At the conference, various scholars approached these complex questions through analyses of texts and images that crossed traditional disciplinary boundaries. We would like to thank everyone from near and far who contributed to the conference and everyone who has submitted articles to this issue. Articles will be published on an on-going basis, making this special issue of Karib a work in progress.

Happy reading!

Competing Interests

The authors have no competing interests to declare.

References

  1. Buck-Morss, Susan (2009) Hegel, Haiti, and Universal History. Pittsburgh: University of Pittsburgh Press. DOI: https://doi.org/10.2307/j.ctt7zwbgz 

  2. Dash, Michael (1997) Haiti and the United States: National Stereotypes and the Literary Imagination. London: MacMillan. DOI: https://doi.org/10.1007/978-1-349-25219-0 

  3. Dash, Michael (1998) The Other America: Caribbean Literature in a New World Context. Charlottesville: University Press of Virginia. 
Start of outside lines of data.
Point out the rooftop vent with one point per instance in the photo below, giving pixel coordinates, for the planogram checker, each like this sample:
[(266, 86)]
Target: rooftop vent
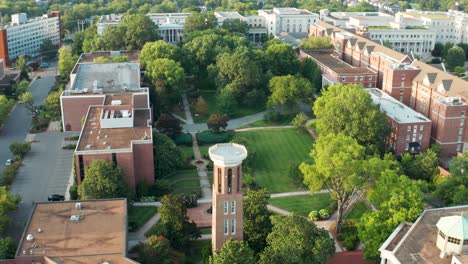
[(75, 218)]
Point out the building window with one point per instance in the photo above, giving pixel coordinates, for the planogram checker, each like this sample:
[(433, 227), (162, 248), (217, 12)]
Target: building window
[(226, 227), (219, 180), (229, 180), (233, 226)]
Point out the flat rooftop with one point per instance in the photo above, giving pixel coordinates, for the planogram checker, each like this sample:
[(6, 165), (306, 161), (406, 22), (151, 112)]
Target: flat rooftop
[(102, 229), (394, 108), (418, 245), (107, 76), (330, 60), (93, 137)]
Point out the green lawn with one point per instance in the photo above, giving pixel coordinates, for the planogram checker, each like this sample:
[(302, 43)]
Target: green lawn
[(210, 98), (302, 205), (138, 216), (357, 211), (275, 150)]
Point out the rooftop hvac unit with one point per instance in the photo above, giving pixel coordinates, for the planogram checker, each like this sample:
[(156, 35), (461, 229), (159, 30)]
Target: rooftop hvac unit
[(75, 218)]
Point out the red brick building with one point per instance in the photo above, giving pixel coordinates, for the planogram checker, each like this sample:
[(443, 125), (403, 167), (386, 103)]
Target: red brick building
[(435, 94)]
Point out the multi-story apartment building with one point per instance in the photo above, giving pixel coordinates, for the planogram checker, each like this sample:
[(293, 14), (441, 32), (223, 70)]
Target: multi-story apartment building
[(23, 36), (436, 94), (410, 130)]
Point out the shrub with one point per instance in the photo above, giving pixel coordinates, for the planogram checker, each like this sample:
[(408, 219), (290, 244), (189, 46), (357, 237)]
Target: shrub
[(324, 214), (183, 139), (208, 137), (190, 200), (20, 148), (314, 215)]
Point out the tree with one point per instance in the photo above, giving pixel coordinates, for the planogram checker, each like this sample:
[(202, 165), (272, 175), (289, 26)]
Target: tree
[(169, 125), (139, 29), (293, 239), (234, 252), (281, 59), (201, 106), (20, 148), (398, 199), (158, 50), (103, 180), (216, 122), (167, 156), (66, 61), (174, 223), (455, 57), (316, 43), (257, 223), (453, 190), (438, 48), (7, 248), (349, 109), (199, 21), (288, 90), (156, 247), (236, 26), (338, 166)]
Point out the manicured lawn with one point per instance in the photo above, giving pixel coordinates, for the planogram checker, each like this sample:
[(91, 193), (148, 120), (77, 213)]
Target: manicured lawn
[(210, 98), (357, 211), (302, 205), (275, 150), (138, 215)]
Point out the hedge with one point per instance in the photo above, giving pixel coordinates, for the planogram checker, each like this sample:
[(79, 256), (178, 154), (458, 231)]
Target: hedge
[(208, 137)]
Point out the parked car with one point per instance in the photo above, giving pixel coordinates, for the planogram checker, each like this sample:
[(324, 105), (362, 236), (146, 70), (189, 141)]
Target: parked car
[(56, 198), (9, 162)]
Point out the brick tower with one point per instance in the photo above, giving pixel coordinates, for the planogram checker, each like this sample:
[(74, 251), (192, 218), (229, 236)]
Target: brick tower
[(227, 221)]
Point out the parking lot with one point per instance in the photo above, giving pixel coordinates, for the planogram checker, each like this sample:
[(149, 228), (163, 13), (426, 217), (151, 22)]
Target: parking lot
[(46, 170)]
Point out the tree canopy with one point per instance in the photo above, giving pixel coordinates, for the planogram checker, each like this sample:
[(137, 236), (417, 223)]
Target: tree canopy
[(103, 179), (295, 240), (349, 109)]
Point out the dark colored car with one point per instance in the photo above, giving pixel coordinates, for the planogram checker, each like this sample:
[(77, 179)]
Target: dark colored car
[(56, 197)]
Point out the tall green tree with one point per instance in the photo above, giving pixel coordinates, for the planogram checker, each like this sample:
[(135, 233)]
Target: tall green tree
[(103, 179), (66, 61), (288, 90), (398, 199), (167, 156), (158, 50), (338, 167), (139, 29), (257, 223), (234, 252), (455, 57), (295, 240), (174, 223), (349, 109)]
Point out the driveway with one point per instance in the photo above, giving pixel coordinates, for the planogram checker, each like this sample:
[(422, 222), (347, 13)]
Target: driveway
[(46, 171)]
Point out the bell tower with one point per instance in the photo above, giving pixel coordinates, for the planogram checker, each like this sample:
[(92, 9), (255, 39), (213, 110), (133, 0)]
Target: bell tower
[(227, 215)]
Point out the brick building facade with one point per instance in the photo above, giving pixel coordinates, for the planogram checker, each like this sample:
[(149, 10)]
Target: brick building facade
[(435, 94)]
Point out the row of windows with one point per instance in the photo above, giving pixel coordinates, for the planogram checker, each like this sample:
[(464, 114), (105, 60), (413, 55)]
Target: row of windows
[(226, 207), (226, 227)]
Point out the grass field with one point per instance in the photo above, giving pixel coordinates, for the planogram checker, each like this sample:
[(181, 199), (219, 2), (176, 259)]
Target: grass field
[(140, 215), (210, 98), (302, 205), (275, 150), (357, 211)]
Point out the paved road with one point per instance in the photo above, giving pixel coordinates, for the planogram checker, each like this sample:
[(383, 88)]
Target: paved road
[(17, 126), (46, 171)]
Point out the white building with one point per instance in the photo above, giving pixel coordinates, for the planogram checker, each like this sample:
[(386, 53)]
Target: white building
[(290, 20), (106, 21), (23, 36)]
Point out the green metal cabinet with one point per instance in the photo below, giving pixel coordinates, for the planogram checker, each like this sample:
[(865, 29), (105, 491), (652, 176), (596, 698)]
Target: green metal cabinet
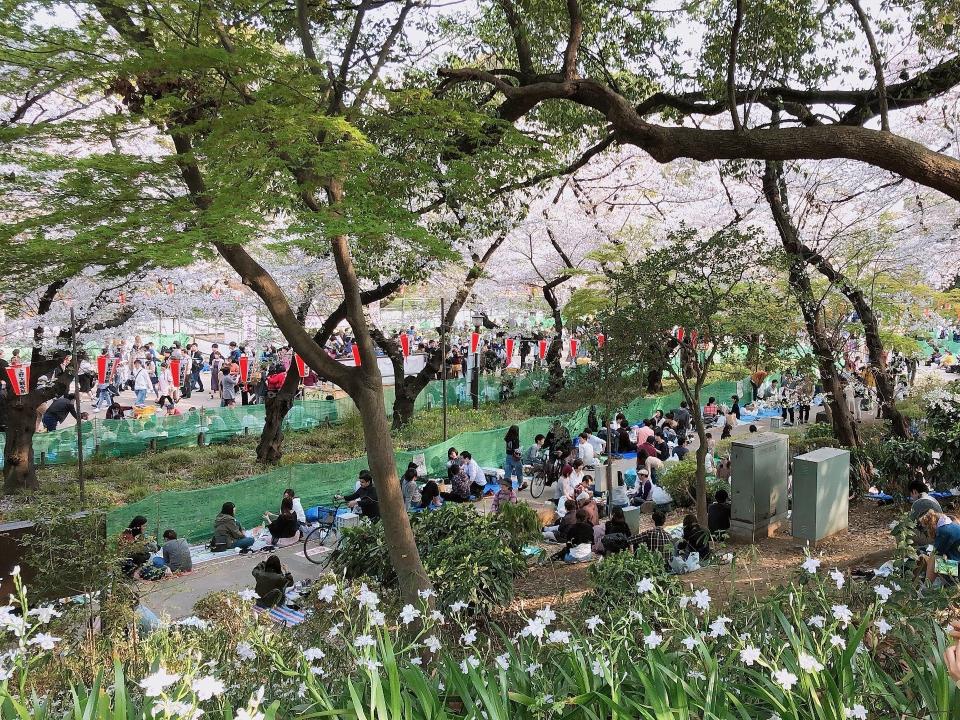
[(821, 489), (758, 485)]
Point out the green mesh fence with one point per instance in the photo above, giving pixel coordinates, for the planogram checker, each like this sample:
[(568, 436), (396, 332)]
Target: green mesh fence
[(191, 513), (123, 438)]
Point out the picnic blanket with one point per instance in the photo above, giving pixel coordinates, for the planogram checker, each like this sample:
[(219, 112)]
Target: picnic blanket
[(282, 615)]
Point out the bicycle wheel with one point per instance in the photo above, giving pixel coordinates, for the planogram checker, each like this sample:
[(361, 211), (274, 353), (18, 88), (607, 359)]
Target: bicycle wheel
[(319, 544), (537, 483)]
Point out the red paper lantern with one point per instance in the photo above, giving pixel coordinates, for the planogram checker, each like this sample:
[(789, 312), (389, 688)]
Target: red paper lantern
[(19, 379)]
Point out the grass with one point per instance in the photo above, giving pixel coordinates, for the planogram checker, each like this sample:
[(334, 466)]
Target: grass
[(113, 482)]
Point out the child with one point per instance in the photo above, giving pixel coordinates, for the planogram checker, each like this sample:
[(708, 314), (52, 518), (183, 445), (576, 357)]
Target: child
[(505, 494)]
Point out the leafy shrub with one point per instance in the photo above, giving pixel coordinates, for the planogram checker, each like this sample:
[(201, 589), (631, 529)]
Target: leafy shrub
[(615, 578), (469, 557)]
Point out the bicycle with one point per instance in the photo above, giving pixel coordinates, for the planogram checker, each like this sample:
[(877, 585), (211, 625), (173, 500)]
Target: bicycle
[(321, 542)]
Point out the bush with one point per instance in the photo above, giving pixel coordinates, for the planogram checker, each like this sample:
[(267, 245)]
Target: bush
[(469, 557), (615, 578)]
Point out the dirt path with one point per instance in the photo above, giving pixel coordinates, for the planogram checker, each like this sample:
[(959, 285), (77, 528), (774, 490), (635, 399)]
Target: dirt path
[(758, 568)]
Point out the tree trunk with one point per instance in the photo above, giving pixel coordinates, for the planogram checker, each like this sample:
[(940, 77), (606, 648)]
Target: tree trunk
[(270, 447), (404, 556), (843, 426), (19, 471)]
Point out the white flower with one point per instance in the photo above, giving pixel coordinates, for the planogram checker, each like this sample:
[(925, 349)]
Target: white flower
[(808, 663), (207, 687), (653, 639), (363, 641), (701, 598), (749, 655), (154, 684), (313, 654), (843, 614), (785, 679), (46, 641), (718, 627), (409, 614), (535, 628), (838, 577), (44, 613), (546, 614), (367, 598)]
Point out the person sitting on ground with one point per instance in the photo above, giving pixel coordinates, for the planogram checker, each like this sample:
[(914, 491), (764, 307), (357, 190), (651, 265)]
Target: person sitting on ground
[(272, 582), (176, 553), (718, 514), (560, 531), (695, 538), (505, 495), (657, 540), (588, 505), (410, 489), (585, 452), (478, 481), (944, 532), (285, 525), (920, 500), (116, 411), (228, 533), (579, 546), (363, 500), (430, 495), (617, 523)]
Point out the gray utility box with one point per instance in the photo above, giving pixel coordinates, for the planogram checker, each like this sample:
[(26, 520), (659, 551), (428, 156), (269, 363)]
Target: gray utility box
[(821, 490), (759, 464)]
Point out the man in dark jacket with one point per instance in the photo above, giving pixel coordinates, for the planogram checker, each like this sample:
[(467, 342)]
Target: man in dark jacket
[(364, 499), (57, 412)]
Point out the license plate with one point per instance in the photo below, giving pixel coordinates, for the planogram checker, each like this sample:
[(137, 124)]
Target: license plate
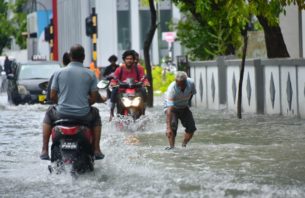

  4. Daut, Marlene L. (2015) Tropics of Haiti: Race and the Literary History of the Haitian Revolution in the Atlantic World, 1789–1865. Liverpool: Liverpool University Press. DOI: https://doi.org/10.5949/liverpool/9781781381847.001.0001 

  5. Daut, Marlene L. (2017) Baron de Vastey and the Origins of Black Atlantic Humanism. New York: Palgrave. DOI: https://doi.org/10.1057/978-1-137-47067-6 

  6. Kaisary, Philip James (2014) The Haitian Revolution in the Literary Imagination: Radical Horizons, Conservative Constraints. Charlottesville: The University of Virginia Press. 

  7. Peck, Raoul (2013) Assistance Mortelle. Dvd, Velvet Film. 

  8. Thomasson, Fredrik (2018) “Knowledge, Silence and Denial: The Late-Century, Eighteenth Debate on Slavery and Colonialism in Sweden.” In Hallengren Anders (ed.), The Moment is Now: Carl Bernhard Wadström’s Voice of Antislavery. West Chester: Swedenborg Foundation Publishers, 2018. 

  9. Trouillot, Michel-Rolph (2015) Silencing the past: Power and the production of history. Boston: Beacon Press. 

  10. Ulysse, Gina Athena (2015) Why Haiti Needs New Narratives: A Post-Quake Chronicle. Middletown, Conneticut: Wesleyan University Press. 

  11. White, Ashli (2010) Encountering Revolution: Haiti and the Making of the Early Republic. Baltimore: Johns Hopkins University Press.